二人部屋をひとりで使っていることを良いことに、カリスを部屋に入れるのは案外と簡単だった。寮の入り口を抜けるのは苦労したが、部屋に入ってしまえば誰かに見つかることはまずない。
とはいえ、誤算だったのはカリスがぴったりとくっついて離れないことだった。便所や風呂にまで着いてこようとするカリスを説得するのはそれはそれで大変だったが、寝台の中にまで入ってきたのには困りに困った。結局ろくに眠れないまま朝を迎え、寝坊して遅刻することはなかったがこの調子である。
「ふぁぁ」
「おや? ルキ君」
そこで教師の視線がルキに向けられる。
「!」
教師の目が片方だけ細められたのを見て、ルキは咄嗟に背筋を正す。
「まだ一時限目だと言うのに、君はあくびばかりしているね? さぞかし今日の予習をしてきたんだろうね」
(う……まずい)
教師の発言に対し、生徒たちがひそひそと話し始める。
「――あいつ育成科の補欠だったんだろ? 普通科の授業じゃ退屈なんじゃねーの?」
「うわー、何その優等生気取り」
「普通科をなめてるんだ」
それぞれが勝手なことをまわりの席の連中と話し込んでいる。入学式前のネリアの登場により、ルキはクラスメートたちと少々距離を置いていた。
(……つーか、俺がどう思おうと自由だと思うんだがな)
ルキは育成科に入れなかったことを悔しく思っていたし、恨んでもいた。しかしだからといってアナニプスィ学院への入学は捨てられなかった。たとえ解石師としての資格を得られなかったとしても、それに近いだけの知識を得られる普通科で学ぶことにはきっと意味があるはずだと考えていたから。それに、彼の目的は解石師になることがすべてではなかったのだ。
「……」
教師とルキの間だけ静寂が支配する。沈黙したまま真っ直ぐ見つめるルキに、教師は話し掛けた。

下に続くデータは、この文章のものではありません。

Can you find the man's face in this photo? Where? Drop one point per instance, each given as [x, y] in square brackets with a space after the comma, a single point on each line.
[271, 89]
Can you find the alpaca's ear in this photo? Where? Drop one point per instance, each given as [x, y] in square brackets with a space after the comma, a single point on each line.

「君にはこのページで説明している石化症発症の段階とその治療法についてを――そうだなぁ、教科書を見ないで説明してくれるかな?」
「――教科書を見ないで、ですか?」
これは嫌がらせだ。ルキは直感する。気にくわない生徒を標的にして、授業の進行の妨げとなる問題を起こさせないようにしようとしている。
「あぁ、そうだ。できないなら授業をちゃんと聞くことですな」
「いや、できますよ」
ルキは教科書を閉じると立ち上がる。もとより、教科書なんて初めから見ていなかった。おそらく、周りの生徒が見ていた場所とルキが眺めていた場所は異なる。それなら潔く閉じてしまったほうが格好良い。
(――優等生ではないにしろ、その質問ならユートさんに散々説教を食らったおかげで答えられるし)
入学したらおとなしく日々を送ろうと夢想していたルキであったが、それは入学式早々に破られている。ならば今まで通り、遠慮なく売られたけんかを買うまでだ。
「――石化症というのは、瘴気が生物の体内に蓄積されることによって引き起こされる病気です。瘴気は魔術的には魔力として扱われますが、それは一定以上の量を溜め込んでしまうと身体が耐えることができなくなってしまいます。このとき起こる症状が石化なのです」
教師が流暢に喋るルキを見て目を丸くしているが、彼はそんなことには気にも留めずに続ける。
「石化は身体の末端から起こり、次第に全身へと広がります。急激に瘴気が体内に入ったときにはその進行が早く、徐々に蓄積されたときにはゆっくりと広がってゆくのです。前者を急性石化症、後者を慢性石化症と呼び、どちらも発症次第治療に当たる必要がありますが、重篤になりやすいのは急性の方です。続いて治療法についてですが――」
「こほん」
そこで教師の咳払い。ルキは話を止める。
「もう良い。君が充分に勉強をしてきていることはよくわかった。もう席につきなさい」
「はい」
ルキは表情を変えないようにして椅子に腰を下ろす。笑ってやりたい気持ちだが、これ以上クラスに波風を立てるのはどうかと冷静になったので控えておく。
「――おいおい、今の話本当なのか?」
静かになっていた教室に再び生徒たちのひそひそ声が駆け巡る。
(……ん?)
ルキはまわりの様子が妙なので耳を澄まして聞いてみることにする。
「教科書に書いてないぞ?」
(あっ)
どうやらルキの知識は普通科以上の知識だったようだ。ルキはまわりの反応からそれを察する。
(ま、どうでもいいや。実際に石化症の発症から治療するところまで見ていたから知っているわけだし)
化石の採石場での事故を思い出し――そしてルキは頭を小さく横に振る。思い出したくない過去だ。
「――どうせ婚約者だって言う特待生の女の子に習っているんじゃないの?」
「だったらずるくない?」
「デートのついでに、とかなんとかでさ」
「彼女に手取り足取り教えてもらえるなら幸せだなぁ」
「なんであいつ育成科じゃないのかなぁ。すっげー邪魔なんですけど」
クラスメートたちの視線が賞賛から嫌悪の目に変わる。どうにもルキはこのクラスとは馴染めないらしい。
「はいはい。授業を再開するぞぉ」
教師は教室内を静かにさせるために手を叩く。やがてひそひそ話は収束し、授業は進む。
結果として、以降この教師がルキを指名することはなくなったのであった。